Гоголь уже в первой части «Мертвых душ» предусматривает возрождение своего героя: «И может быть, в сем же самом Чичикове страсть, его влекущая, уже не от него, и в холодном его существовании заключено то, что потом повергнет в прах и на колени человека пред мудростью Небес» [VI, c. 242]. В «Лествице» Иоанн Синайский тоже показывает зарождение и развитие страсти в человеческой душе. Главными страстями, овладевающими человеком, как ржавчина железом, по мнению Лествичника, являются славолюбие, сладострастие, сребролюбие, порождающие гнев, злопамятство, уныние, тщеславие, гордыня.
Андрей Иванович Тентетников
Первый, с кем встречается читатель второго тома поэмы, – «коптитель неба» Тентетников. Из текста известно, что он в отставке, потому что «Федор Федорович Леницын, начальник одного из отделений, помещавшихся в великолепных залах, вдруг ему не понравился». Дядя героя настаивал: «Ради самого Христа! Помилуй, Андрей Иванович, что это ты делаешь? Оставлять так выгодно начатый карьер из-за того только, что попался не такой, как хочется, начальник! Помилуй! Что ты? Что ты? Ведь если на это глядеть, тогда и в службе никто бы не остался. Образумься! Отринь гордость, самолюбье, поезжай и объяснись с ним!» [VII, с. 17]. Не помирился Тентетников и с генералом Бетрищевым. Герою показалось, «что он стал к нему холоднее, не замечал его, или обращался как с лицом бессловесным; говорил ему как-то пренебрежительно: любезнейший, послушай, братец, и даже ты» [VII, с. 25].

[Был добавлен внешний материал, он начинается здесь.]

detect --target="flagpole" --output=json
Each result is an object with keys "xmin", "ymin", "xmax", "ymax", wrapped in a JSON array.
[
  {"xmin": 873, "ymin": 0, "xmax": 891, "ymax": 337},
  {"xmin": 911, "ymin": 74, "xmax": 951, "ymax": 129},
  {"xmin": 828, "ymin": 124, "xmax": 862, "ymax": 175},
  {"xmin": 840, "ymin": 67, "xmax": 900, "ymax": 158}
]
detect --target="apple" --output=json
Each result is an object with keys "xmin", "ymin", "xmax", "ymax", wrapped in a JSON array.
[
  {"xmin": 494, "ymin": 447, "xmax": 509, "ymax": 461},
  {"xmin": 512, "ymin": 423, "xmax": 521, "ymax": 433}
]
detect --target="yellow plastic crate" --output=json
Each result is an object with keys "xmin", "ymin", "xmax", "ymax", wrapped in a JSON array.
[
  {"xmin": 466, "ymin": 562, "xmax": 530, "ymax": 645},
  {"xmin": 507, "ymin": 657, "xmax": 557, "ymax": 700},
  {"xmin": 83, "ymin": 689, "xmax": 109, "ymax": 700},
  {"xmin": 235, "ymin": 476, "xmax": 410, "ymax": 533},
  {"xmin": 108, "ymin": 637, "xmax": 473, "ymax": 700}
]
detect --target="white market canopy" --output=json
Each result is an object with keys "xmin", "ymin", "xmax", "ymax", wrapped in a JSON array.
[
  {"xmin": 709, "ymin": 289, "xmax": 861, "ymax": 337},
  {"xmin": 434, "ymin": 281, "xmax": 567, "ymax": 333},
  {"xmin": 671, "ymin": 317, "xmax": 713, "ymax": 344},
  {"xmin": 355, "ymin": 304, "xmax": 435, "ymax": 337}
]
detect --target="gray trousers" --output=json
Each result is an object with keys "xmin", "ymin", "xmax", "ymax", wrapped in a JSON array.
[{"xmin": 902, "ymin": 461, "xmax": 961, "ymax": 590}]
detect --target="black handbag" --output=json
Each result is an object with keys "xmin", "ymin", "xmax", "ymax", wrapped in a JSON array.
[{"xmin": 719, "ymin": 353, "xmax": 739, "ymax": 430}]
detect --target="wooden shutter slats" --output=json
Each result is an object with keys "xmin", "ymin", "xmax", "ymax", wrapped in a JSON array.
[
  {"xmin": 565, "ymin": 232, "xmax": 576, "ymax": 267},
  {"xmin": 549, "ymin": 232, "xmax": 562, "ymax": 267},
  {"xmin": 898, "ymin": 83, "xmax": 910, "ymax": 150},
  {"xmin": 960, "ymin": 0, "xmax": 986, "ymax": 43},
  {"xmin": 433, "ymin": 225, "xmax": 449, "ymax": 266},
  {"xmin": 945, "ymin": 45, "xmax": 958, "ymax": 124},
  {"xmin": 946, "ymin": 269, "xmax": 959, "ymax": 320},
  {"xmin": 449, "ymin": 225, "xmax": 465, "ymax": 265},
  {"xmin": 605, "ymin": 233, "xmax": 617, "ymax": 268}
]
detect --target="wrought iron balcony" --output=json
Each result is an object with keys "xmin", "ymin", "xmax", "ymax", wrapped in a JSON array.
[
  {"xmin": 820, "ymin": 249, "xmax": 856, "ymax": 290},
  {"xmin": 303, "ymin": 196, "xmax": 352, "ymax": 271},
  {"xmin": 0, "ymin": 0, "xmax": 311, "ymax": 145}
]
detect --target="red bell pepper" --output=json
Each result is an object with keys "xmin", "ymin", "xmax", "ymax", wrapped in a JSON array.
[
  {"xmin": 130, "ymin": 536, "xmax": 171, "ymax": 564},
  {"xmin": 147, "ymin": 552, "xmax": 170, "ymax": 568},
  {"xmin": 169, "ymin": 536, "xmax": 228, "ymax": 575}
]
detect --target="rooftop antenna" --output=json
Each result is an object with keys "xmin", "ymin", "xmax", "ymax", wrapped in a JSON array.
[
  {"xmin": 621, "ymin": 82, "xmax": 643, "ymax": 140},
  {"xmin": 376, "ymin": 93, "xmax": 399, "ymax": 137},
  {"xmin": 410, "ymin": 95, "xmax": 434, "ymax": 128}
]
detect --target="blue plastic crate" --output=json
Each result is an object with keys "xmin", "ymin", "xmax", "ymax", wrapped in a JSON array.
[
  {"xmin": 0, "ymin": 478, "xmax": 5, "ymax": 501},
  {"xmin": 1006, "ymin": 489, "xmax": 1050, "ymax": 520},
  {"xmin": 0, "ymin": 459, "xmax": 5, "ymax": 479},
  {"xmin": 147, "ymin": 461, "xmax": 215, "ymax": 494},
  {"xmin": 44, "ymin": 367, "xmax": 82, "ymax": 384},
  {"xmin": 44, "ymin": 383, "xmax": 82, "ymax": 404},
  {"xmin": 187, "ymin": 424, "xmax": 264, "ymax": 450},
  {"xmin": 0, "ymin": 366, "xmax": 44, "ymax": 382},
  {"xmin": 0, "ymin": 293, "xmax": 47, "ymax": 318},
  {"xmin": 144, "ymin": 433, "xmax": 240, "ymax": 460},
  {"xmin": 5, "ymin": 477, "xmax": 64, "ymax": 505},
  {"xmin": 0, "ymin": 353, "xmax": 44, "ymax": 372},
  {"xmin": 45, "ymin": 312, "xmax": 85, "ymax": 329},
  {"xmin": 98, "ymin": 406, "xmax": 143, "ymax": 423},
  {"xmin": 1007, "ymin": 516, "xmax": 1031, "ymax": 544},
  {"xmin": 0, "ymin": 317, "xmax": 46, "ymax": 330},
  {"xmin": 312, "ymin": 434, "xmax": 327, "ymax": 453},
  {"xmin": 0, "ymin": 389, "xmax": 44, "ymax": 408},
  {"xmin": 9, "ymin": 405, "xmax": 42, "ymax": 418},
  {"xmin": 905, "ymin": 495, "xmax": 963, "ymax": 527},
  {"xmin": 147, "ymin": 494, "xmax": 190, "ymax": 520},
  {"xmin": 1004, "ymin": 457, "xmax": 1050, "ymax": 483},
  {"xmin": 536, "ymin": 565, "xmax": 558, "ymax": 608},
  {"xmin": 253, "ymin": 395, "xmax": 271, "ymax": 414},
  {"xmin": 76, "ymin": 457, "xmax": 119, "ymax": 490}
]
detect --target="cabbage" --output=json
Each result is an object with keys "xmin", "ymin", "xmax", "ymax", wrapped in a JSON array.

Гордыня обрекает жизнь скучающего Тентетникова на духовный упадок. «Разумеется, – пишет Гоголь, – с этих пор знакомство между ними прекратилось, и любовь кончилась при самом начале. Потухнул свет, на минуту было блеснувший, и последовавшие за ним сумерки стали еще сумрачней (выделено нами. – Н. С.). Всё поворотило на жизнь, которую читатель видел в начале главы, – на лежанье и бездействие» [VII, с. 25]. Читая «Лествицу», убеждаемся: «Гордость есть крайнее убожество души, которая мечтает о себе, что богата, и, находясь во тьме, думает, что она во свете. Сия скверная страсть не только не дает нам преуспевать, но и с высоты низвергает» [7, с. 265]. Совпадениями отмечены также символические образы света–темноты, которые присутствуют в обеих репликах. Вспомним благоденствие Иова и Божье одобрение посредством света: «…Когда светильник Его светил над головою моею, и я при свете Его ходил среди тьмы…» [Иов 29:3].
Генерал Бетрищев
Тщеславие генерала Бетрищева – главный недостаток самолюбивого помещика: «Он не любил всех, которые ушли вперед его по службе, и выражался о них едко, в колких эпиграммах… любил блеснуть и любил также знать то, чего другие не знают, и не любил тех людей, которые знают что-нибудь такое, чего он не знает. Словом, он любил немного похвастать умом» [VII, с. 38]. Иоанн Синайский пишет: «Тщеславие по виду своему есть изменение естества, развращение нравов, наблюдение укоризн. По качеству же оно есть расточение трудов, потеря потов, похититель душевного сокровища, исчадие неверия, предтеча гордости…» [7, с. 250], объясняя, что эта страсть – начальная стадия всепожирающей гордыни и источник гнева.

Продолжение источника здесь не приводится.